On the day of his inauguration, Chapman said, "I was not elected into a position of power but a position of representation."

Over the summer, Chapman has been working on plans he said he hopes will increase the number of students who are registered to vote. Every new student's welcome packet will include a voter registration form, Chapman said, and a voter poll could be installed on campus in the fall.

A Rock the Vote concert free to students with voter registration cards could bring a big-name group to campus on Oct. 1, Chapman said.

Chapman is also one of four UA representatives in the Arizona Students' Association, a student lobbying group.

When plans for restructuring the university system broke, Chapman and other ASA representatives voiced student concerns about how diversity would be maintained at the UA and ASU and whether ASU West and NAU diplomas would be devalued.

Despite ASA pushing for student representation in the workgroup conducting the feasibility study of the restructuring proposal, not one student will sit on the 18-member board, a decision Chapman called "appalling."

Chapman said he is still working at getting a student representative in the group. This is especially important, he said, because students will be the most impacted by restructuring.

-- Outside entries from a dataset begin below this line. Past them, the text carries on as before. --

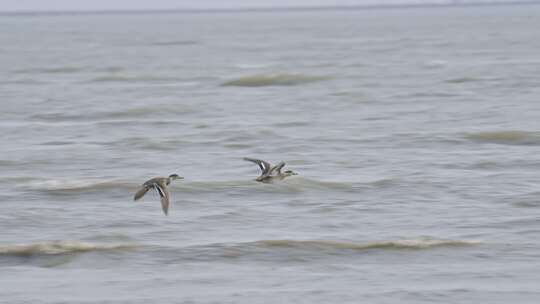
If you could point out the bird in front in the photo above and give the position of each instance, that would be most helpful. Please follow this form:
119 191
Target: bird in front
270 173
160 185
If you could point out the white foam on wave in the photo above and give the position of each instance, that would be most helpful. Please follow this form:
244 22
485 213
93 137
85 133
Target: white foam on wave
60 247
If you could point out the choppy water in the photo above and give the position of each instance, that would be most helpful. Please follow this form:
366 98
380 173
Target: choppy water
415 133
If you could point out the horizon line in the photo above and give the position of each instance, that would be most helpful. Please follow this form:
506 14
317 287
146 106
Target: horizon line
25 12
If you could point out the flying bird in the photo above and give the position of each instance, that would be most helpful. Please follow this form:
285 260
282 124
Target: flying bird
160 185
270 173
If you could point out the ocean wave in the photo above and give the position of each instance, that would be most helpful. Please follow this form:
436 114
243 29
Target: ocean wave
79 185
135 78
511 137
411 244
463 80
60 247
262 80
175 43
134 112
301 250
51 70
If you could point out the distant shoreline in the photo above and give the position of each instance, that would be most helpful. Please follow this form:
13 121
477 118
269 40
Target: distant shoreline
263 9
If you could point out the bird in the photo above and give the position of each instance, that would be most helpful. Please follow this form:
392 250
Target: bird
160 185
270 173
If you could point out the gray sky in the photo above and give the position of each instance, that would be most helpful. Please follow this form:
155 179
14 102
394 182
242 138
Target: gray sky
56 5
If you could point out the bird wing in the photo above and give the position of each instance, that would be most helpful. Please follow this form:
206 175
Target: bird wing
277 168
141 192
265 166
164 195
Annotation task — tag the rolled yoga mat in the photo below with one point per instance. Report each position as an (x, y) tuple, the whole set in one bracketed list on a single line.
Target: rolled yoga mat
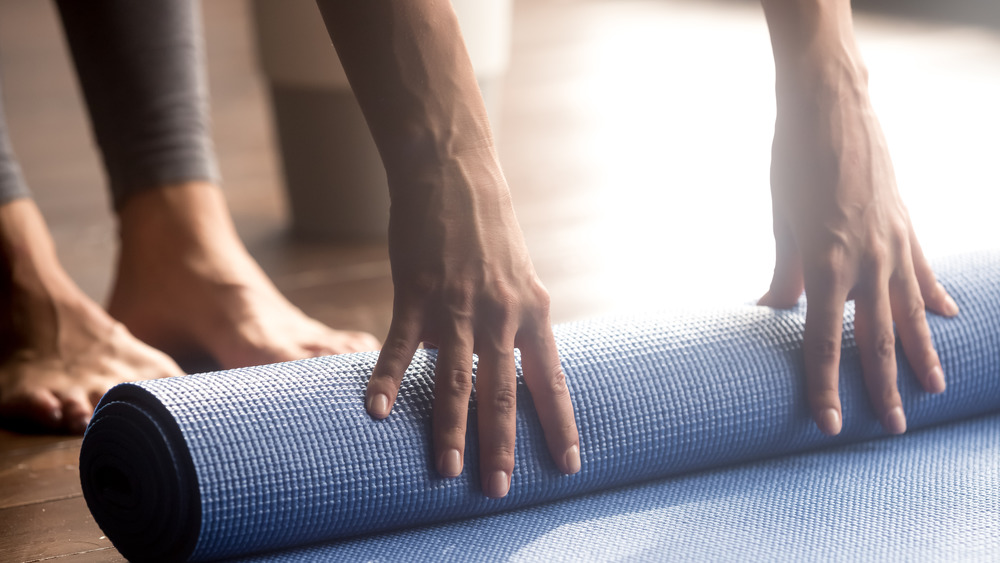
[(259, 459)]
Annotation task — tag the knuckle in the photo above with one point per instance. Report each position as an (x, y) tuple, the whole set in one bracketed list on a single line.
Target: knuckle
[(459, 297), (555, 384), (422, 285), (504, 302), (504, 402), (828, 267), (915, 309), (884, 345), (455, 382), (823, 350), (503, 454)]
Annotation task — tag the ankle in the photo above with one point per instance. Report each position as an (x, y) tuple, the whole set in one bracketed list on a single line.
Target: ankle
[(189, 222), (30, 263)]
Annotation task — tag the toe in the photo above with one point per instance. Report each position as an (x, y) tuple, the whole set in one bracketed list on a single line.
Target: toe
[(37, 405), (76, 411)]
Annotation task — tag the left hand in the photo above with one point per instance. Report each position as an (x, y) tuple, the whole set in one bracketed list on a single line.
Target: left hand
[(842, 232)]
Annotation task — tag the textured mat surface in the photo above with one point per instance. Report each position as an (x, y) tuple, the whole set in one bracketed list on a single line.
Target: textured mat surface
[(931, 495), (263, 458)]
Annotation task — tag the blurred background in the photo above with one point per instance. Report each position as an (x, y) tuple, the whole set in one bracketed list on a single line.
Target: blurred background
[(635, 135)]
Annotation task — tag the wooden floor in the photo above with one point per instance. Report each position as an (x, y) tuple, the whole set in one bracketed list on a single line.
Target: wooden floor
[(635, 136)]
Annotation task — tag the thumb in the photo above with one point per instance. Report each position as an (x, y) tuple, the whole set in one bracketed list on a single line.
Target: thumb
[(787, 282)]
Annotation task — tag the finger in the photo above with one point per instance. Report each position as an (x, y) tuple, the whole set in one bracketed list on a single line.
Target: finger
[(821, 348), (496, 395), (914, 334), (452, 388), (545, 379), (393, 359), (877, 347), (935, 296), (786, 283)]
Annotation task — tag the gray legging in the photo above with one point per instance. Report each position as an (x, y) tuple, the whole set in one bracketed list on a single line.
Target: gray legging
[(141, 68)]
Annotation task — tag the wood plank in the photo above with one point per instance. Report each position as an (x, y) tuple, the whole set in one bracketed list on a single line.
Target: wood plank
[(52, 529), (39, 474), (12, 441)]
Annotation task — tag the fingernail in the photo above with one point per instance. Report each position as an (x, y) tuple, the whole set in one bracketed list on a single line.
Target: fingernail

Chapman also spoke last month to former voting student regent Danelle Kelling about a project that would use tuition revenue to fund debt service to pay for building repairs at the UA, the first time tuition would be used for those purposes.

Kelling brought up Chapman's concerns before regents unanimously approved the project, reminding board members that students want every possible alternative considered before turning to tuition revenue in the future.

ASUA is planning a three-day retreat, Bear Down Camp, for incoming freshmen in the middle of August.

The camp is intended to interest students in getting involved on campus. Students that attend the camp usually become involved in the ASUA freshman council or other committees within ASUA, said Jordan Miller, ASUA administrative vice president.